The approved budget consists of a $116,173,000 school budget, an $80,179,853 municipal budget, and $11,139,182 in miscellaneous items including railroad parking and sewer funds.
“We think this (budget) is going to be sustainable to be a flat mill, which will be a fantastic result for the year, particularly given a lot of the economic challenges we face,” Board of Finance member Sheri Gordon said May 7 when she presented the board’s proposed budget to the RTM.
Despite the negative financial impact of obsolete state aid, Gordon said the total budget will enable the Board of Finance to keep the mill rate at 16.86, on par with the lowest mill rates in the state.
For a house assessed at $1 million, that homeowner will pay $16,866 in property taxes if the mill rate stays at 16.86, the same as last year, as Gordon said it would.
The education budget, at 62 percent of the total budget, represents a 1.57 percent increase over this year’s school budget, while the municipal budget is a 0.93 percent increase over the current year.
First Selectman Jim Marpe said Town Hall’s ability to keep the municipal budget under a 1 percent increase was achievable due to a decline in municipal employees since 2009, coupled with a 1.5 percent grand list increase and efficiency from programs such as a joint emergency dispatch system with Fairfield.

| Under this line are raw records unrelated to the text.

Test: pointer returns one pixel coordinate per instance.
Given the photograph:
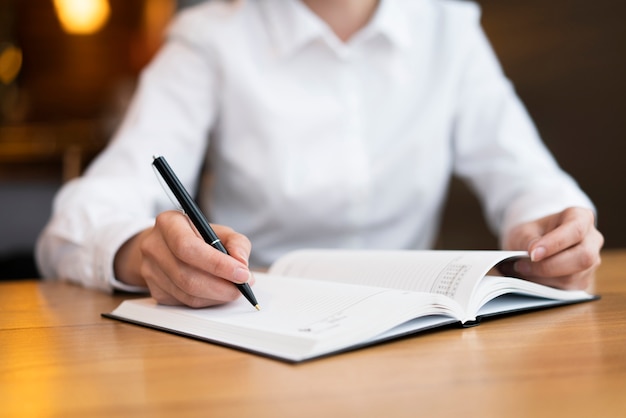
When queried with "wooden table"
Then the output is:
(59, 357)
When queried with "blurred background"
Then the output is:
(68, 69)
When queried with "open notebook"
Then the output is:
(318, 302)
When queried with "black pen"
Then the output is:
(194, 213)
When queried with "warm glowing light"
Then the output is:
(82, 17)
(10, 63)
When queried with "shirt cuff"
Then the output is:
(533, 206)
(108, 241)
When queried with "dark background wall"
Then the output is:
(565, 57)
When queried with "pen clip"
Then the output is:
(167, 190)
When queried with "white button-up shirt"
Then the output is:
(312, 142)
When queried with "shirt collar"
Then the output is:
(292, 25)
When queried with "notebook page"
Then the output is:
(450, 273)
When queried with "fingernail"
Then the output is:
(538, 253)
(522, 267)
(241, 275)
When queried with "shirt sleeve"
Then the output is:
(497, 148)
(119, 195)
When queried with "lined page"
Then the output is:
(450, 273)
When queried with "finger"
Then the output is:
(569, 230)
(192, 250)
(180, 284)
(238, 245)
(565, 263)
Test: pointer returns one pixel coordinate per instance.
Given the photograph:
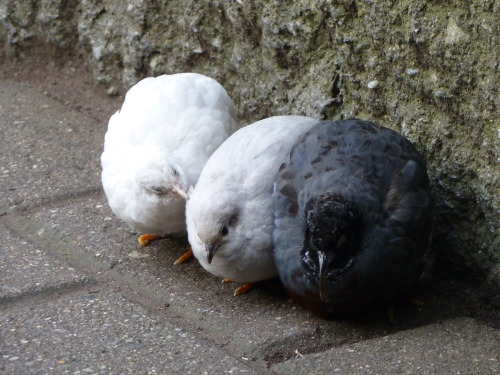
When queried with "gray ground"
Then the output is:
(79, 295)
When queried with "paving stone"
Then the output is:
(261, 324)
(51, 150)
(460, 346)
(27, 270)
(103, 333)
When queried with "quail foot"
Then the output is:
(229, 213)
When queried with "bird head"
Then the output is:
(213, 226)
(332, 238)
(162, 180)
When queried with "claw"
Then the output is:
(184, 257)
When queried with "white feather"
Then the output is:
(238, 180)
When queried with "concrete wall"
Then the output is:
(429, 69)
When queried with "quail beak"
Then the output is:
(211, 248)
(180, 192)
(323, 274)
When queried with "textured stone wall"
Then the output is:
(429, 69)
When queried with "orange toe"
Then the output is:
(184, 257)
(145, 239)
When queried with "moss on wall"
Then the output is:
(427, 69)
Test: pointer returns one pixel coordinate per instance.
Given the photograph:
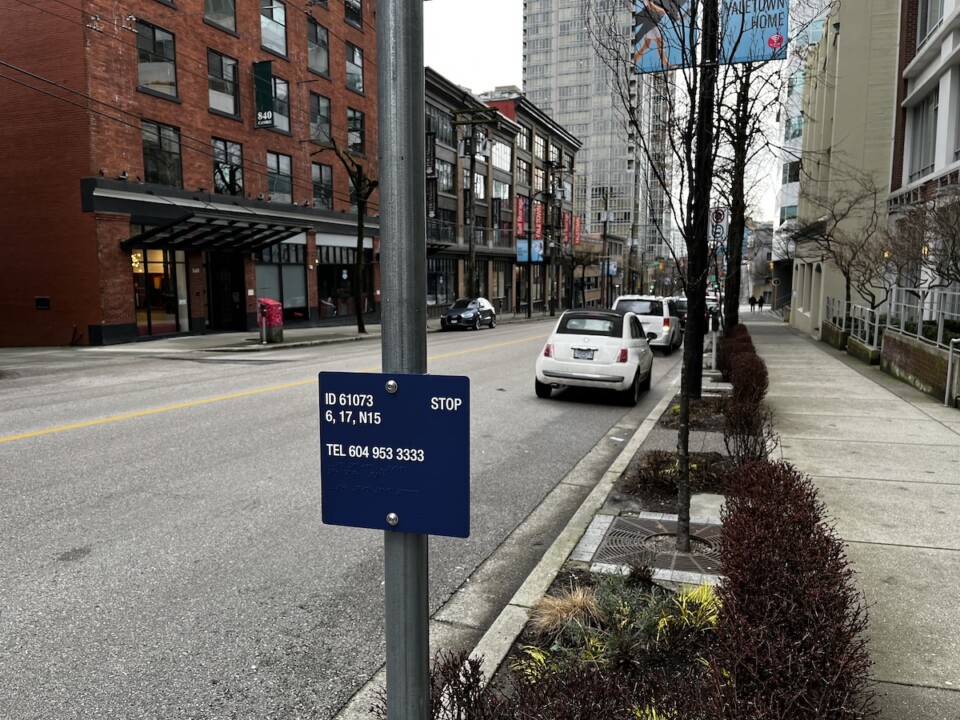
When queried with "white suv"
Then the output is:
(659, 316)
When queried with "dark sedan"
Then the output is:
(469, 313)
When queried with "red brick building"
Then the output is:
(162, 166)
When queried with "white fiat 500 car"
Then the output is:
(599, 349)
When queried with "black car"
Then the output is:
(469, 313)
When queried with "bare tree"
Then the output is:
(940, 247)
(669, 116)
(849, 229)
(362, 187)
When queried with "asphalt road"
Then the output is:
(162, 550)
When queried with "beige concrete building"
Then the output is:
(848, 115)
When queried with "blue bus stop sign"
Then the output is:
(395, 452)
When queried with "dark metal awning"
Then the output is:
(214, 230)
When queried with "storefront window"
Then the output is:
(441, 281)
(159, 289)
(281, 276)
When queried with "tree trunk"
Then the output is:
(358, 273)
(697, 241)
(738, 204)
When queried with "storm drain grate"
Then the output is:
(626, 538)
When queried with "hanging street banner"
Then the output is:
(663, 38)
(665, 35)
(754, 30)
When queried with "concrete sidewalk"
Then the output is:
(886, 460)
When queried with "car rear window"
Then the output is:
(641, 307)
(611, 327)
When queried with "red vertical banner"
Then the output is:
(521, 218)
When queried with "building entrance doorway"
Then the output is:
(225, 292)
(159, 291)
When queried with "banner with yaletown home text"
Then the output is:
(754, 30)
(666, 33)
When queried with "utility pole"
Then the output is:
(400, 79)
(604, 290)
(698, 230)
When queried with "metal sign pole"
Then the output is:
(400, 80)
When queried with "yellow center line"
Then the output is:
(221, 398)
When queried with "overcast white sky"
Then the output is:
(475, 43)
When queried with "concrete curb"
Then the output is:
(495, 644)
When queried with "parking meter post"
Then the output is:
(263, 323)
(403, 261)
(714, 327)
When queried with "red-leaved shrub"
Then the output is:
(791, 640)
(748, 375)
(728, 348)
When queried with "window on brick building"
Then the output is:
(523, 172)
(281, 104)
(280, 177)
(440, 122)
(161, 154)
(318, 47)
(323, 186)
(356, 133)
(523, 138)
(227, 167)
(273, 25)
(222, 83)
(353, 12)
(354, 68)
(540, 147)
(156, 60)
(221, 12)
(319, 119)
(444, 176)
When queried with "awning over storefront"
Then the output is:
(214, 230)
(176, 219)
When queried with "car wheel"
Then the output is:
(631, 396)
(647, 381)
(543, 390)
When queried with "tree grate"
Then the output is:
(628, 539)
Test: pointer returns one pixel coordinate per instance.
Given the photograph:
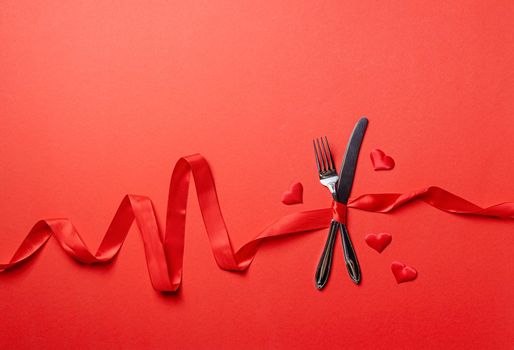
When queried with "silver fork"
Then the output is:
(328, 178)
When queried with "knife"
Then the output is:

This year’s RTM meeting lacked the fanfare of last year’s, during which the RTM voted to restore a portion of school funding cut by the finance board. Still, despite this year’s lack of public outcry, the education budget went through substantial deliberation to get Superintendent Colleen Palmer’s original call for a 3.97 percent education budget increase down to the 1.57 percent increase that was ultimately approved.
Palmer said rising costs for state-mandated special education programs, school employee health care claims and a general increase in student needs contributed to her original call for a nearly 4 percent school budget increase. In April, the Board of Finance cut $2.05 million from the school budget, before restoring $1.3 million at the request of the Board of Education.
The Board of Education did not ask the RTM to restore the Board of Finance cuts to the school budget because an impending transfer of school employees to the state insurance plan is expected to save the schools $1 million. Other cost-savings initiatives, such as the potential cut of two elementary school teachers to satisfy declining enrollment, may also be in the works to keep the school’s within budget for next year, the Board of Education said at its last meeting.
The Board of Finance will meet May 16 to vote on next year’s mill rate.